Virginian-Pilot


DATE: Thursday, June 19, 1997               TAG: 9706190568

SECTION: LOCAL                   PAGE: B1   EDITION: NORTH CAROLINA 

SOURCE: BY JEFFREY S. HAMPTON, STAFF WRITER 

DATELINE: TULLS CREEK                       LENGTH:   50 lines




VANDALS DESTROY $100,000 WORTH OF PHONE ELECTRONICS

Currituck County sheriff's deputies are searching for vandals who destroyed $100,000 worth of telephone equipment and knocked out the phone service of 200 people for two days.

Sprint is offering a $500 reward for information that leads to an arrest and conviction.

Investigators believe the vandals fired a shotgun twice about 12:15 a.m. Monday into the electronic innards of telephone equipment housed in a wooden shed across from Tulls Bay Marina on Tulls Creek Road. Telephone service was out in the area until 4:30 p.m. Tuesday.

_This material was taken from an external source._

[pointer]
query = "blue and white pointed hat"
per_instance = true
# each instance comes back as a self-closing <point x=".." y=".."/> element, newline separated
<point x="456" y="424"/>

``The shotgun pellets happened to hit the most sensitive part,'' said George Dudley, manager of external communications with Sprint. Dudley said this is the worst case of destruction to telephone equipment he has seen in 10 years. Dudley, based in Winston-Salem, deals with equipment in 67 of North Carolina's 100 counties.

``I don't ever recall an incident where we've had to repair a concentrator unit,'' he said.

A concentrator normally receives about 200 lines from customers and reduces it to 100 lines which connect to the central office.

``It was a pretty despicable thing to do,'' said Bill Klyver, owner of B&T Outboard Service on Tulls Creek Road. ``The worst thing is if there had been a fire in the colony or somebody had gotten sick, they would've been out of luck.''

Klyver said it killed phone service to his business Monday and Tuesday. He had to use his cellular phone to make contact with suppliers and customers. Klyver repairs boat motors. He said the first two days after a weekend are his busiest times.

``It's hard to say how much business I lost,'' Klyver said. ``Luckily it was no more than two days.''

A central computer system notified Sprint immediately when the unit was destroyed, Dudley said. The part had to be ordered from Nashville, Tenn., he said.

Klyver lives near the 8-foot by 10-foot shed that housed the concentrator.

``My daughter heard the shotgun blast,'' he said.

Investigators determined that the vandals likely stuck the shotgun though an 8-foot chain link fence that surrounded the shed and fired two shots. The two shotgun shells had nine pellets each indicating a large-size shot, said Susan Johnson, spokeswoman for the sheriff's department.

Klyver said the wads from the shotgun shells were still in the wood siding.

There no suspects yet, Johnson said.